It’s sometimes quite surprising, when you talk to people at school, college or work, to find out just how many people skip breakfast on a regular basis. In January 2017, a survey run by The Express newspaper revealed that a staggering 50% of Britons claim that they do not have time to eat breakfast in the morning1. For many people breakfast just isn’t considered a necessary meal.
IS BREAKFAST THE MOST IMPORTANT MEAL OF THE DAY?
There are a number of different opinions out there regarding the importance of breakfast. Without any doubt, breakfast is certainly an important meal and gives you the opportunity to start your day right. On the other hand, it’s quite clear that a lot of people do not appreciate this, so why should you be making time to eat a highly nutritious breakfast every morning?
You must consider that when you wake up you haven’t eaten or hydrated with any water for however long you’ve been asleep. For most people this will be somewhere between 6-8 hours. This is a long time to go without food or water. Even when you’re asleep your body is still using energy. For example, if you regularly weight train then your body will recover as you sleep and repair muscle.
WHAT MAKES A GOOD BREAKFAST?
It’s all well and good setting time aside to have breakfast, but you also need to make sure you’re eating the right foods. Eating a good breakfast can help prepare and energise you for the day ahead.
An ideal breakfast should contain:
- Healthy carbohydrate source
Your carbohydrates source should slowly release energy over an extended period of time, to help keep you fuelled for the morning. Try to resist opting for fast releasing carbohydrate options, such as sugary pastries, white bread or cereals, as these will cause a short energy spike, followed by a crash, which will only lead to you feeling tired and lethargic later on.
You might be surprised at how much sugar is in your cereal. You could try and opt for healthier alternatives. Choose carbohydrates like oats or whole-wheat as alternatives, which are slow release.
Fibre is an extremely important component of a healthy diet and it will also help to keep you feeling full. Fruit would be a good choice in the morning due to its fibre content.
It would be a good idea to incorporate protein in your morning breakfast routine. A good aim is to consume around 20g to 30g of protein in the morning. You could use Liquid Egg Whites to provide a convenient protein source that can be consumed raw or cooked. Just 200ml of egg whites contain 22.4g of protein.
HEALTHY BREAKFAST IDEAS
It seems like time can be the biggest restraint in the morning. To save you rushing and give you some extra precious minutes in bed, here are a few quick, healthy breakfast ideas for you.
Protein Porridge Pots – Protein Porridge Pots are a highly convenient breakfast to have in the morning. All you have to do is add boiling water, meaning you can have a highly nutritious breakfast ready in just 1 minute – perfect for anyone who’s short on time in the morning. Each pot contains up to 22g of protein, up to 5g of fibre and just 4.7g of fat. If you need convenience then look no further.
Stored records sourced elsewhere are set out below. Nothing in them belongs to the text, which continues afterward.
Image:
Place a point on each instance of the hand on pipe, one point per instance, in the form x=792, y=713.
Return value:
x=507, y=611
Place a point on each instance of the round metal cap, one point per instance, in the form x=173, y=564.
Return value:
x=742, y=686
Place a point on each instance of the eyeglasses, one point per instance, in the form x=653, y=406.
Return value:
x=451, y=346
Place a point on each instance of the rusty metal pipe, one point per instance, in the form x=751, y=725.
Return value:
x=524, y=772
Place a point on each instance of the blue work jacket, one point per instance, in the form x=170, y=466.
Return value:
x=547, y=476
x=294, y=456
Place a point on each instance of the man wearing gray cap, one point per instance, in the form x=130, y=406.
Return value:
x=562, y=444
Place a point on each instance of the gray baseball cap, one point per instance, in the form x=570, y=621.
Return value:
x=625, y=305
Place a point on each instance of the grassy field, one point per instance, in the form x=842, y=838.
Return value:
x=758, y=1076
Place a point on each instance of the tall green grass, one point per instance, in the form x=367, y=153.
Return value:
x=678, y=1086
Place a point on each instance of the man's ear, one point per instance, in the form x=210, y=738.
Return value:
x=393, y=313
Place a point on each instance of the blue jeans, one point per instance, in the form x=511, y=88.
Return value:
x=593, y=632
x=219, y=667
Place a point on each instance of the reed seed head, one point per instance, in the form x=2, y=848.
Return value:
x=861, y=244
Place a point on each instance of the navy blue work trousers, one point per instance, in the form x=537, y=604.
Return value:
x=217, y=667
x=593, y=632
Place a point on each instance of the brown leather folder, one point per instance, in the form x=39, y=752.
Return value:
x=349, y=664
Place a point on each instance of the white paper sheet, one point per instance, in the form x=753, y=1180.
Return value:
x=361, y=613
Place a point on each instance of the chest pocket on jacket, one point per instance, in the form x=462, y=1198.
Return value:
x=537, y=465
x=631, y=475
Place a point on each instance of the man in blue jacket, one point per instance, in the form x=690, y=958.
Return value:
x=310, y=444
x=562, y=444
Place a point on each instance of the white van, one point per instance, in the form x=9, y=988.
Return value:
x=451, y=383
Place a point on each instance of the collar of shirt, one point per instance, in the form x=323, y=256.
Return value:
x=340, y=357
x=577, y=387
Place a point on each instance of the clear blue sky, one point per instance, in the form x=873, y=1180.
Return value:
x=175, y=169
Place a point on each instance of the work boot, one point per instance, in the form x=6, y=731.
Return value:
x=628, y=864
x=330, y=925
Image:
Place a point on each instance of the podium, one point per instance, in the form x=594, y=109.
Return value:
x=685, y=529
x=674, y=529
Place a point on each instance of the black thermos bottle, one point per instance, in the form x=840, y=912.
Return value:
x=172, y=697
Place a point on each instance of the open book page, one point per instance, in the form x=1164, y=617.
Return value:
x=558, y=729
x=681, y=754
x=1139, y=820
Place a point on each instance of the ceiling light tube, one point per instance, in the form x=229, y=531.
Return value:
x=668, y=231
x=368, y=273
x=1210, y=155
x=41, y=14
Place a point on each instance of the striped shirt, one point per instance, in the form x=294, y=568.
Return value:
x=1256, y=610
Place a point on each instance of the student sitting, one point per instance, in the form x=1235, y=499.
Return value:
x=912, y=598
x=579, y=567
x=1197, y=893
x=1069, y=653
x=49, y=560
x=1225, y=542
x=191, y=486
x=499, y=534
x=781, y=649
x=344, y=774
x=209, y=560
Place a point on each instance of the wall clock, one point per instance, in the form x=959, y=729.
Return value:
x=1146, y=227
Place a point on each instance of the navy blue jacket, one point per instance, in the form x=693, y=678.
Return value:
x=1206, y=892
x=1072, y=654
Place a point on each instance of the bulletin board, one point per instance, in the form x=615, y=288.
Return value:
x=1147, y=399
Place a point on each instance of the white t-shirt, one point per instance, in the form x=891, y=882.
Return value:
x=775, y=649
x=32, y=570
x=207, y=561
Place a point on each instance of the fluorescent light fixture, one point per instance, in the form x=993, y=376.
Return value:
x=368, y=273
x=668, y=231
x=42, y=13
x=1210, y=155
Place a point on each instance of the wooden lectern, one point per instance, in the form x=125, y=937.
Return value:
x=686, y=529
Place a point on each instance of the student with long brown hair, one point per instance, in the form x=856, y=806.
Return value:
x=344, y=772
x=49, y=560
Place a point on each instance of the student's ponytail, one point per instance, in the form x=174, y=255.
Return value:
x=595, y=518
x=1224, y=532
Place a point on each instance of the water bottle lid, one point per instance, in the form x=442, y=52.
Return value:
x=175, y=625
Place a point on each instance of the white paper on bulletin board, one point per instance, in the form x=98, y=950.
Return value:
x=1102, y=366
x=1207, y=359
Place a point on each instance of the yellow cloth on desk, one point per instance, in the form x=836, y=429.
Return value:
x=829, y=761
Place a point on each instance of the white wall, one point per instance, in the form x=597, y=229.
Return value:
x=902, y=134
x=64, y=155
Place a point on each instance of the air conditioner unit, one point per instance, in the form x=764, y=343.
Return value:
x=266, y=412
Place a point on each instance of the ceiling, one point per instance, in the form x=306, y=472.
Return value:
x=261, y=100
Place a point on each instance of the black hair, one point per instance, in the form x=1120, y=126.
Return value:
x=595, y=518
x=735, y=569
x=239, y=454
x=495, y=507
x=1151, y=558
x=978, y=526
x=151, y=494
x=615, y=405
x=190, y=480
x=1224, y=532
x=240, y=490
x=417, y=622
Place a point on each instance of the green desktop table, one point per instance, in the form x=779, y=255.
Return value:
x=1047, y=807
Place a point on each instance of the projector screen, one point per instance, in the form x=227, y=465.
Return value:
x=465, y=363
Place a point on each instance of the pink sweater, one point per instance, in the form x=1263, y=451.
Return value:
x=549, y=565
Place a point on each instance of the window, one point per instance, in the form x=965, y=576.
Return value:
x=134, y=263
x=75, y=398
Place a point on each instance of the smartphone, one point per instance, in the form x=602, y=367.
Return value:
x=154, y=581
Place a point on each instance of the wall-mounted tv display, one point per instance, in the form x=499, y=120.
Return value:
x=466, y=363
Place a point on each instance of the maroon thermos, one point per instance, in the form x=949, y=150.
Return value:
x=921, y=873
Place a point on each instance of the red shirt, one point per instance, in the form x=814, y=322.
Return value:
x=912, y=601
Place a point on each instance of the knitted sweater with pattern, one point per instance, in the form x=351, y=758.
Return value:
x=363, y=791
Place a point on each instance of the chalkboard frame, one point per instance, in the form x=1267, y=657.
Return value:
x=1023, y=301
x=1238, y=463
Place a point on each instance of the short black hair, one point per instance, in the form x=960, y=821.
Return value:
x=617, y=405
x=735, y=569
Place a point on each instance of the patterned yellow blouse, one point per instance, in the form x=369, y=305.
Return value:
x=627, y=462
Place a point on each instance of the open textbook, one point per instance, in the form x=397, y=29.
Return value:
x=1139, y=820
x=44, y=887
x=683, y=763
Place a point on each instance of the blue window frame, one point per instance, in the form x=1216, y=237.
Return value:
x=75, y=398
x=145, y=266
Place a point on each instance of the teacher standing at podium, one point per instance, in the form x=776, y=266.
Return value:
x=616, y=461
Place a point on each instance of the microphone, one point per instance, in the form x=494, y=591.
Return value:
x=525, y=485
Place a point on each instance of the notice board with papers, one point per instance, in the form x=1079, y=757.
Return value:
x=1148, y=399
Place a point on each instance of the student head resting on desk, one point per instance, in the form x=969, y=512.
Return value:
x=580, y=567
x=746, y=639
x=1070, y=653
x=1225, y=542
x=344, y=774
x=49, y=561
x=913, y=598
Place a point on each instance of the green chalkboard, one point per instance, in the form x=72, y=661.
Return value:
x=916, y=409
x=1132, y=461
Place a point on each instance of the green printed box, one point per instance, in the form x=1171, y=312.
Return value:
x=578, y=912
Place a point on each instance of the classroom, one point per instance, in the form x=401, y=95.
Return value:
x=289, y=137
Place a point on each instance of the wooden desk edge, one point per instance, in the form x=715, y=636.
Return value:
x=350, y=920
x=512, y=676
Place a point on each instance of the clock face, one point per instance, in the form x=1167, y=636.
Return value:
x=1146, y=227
Complete Protein Porridge™ – Protein porridge is a popular choice for those looking to make a healthy choice in the mornings. Each serving contains over 22g of protein and an impressive 35g of carbs, meaning you can start your day right and fuel yourself until your next meal.
Complete Breakfast Smoothie™ – BULK POWDERS® Complete Breakfast Smoothie™ provides a great tasting source of fibre, contains over 23g of protein and comes in two tasty flavours: Strawberry & Banana and Blueberry & Raspberry to give you a reason to get out of bed in the morning!
All of the products above prove that even if you’re short on time there really is no excuse to skip breakfast.
DON’T SKIP BREAKFAST!
Breakfast is such an important meal to make sure you start the day right. A healthy breakfast may mean you’re motivated to continue your day in a healthy way. Hopefully, after reading this article you understand the importance of breakfast and how it can support your training goals, whatever they may be. You also should now realise that even if you’re short on time in the morning it’s still possible to have a healthy breakfast.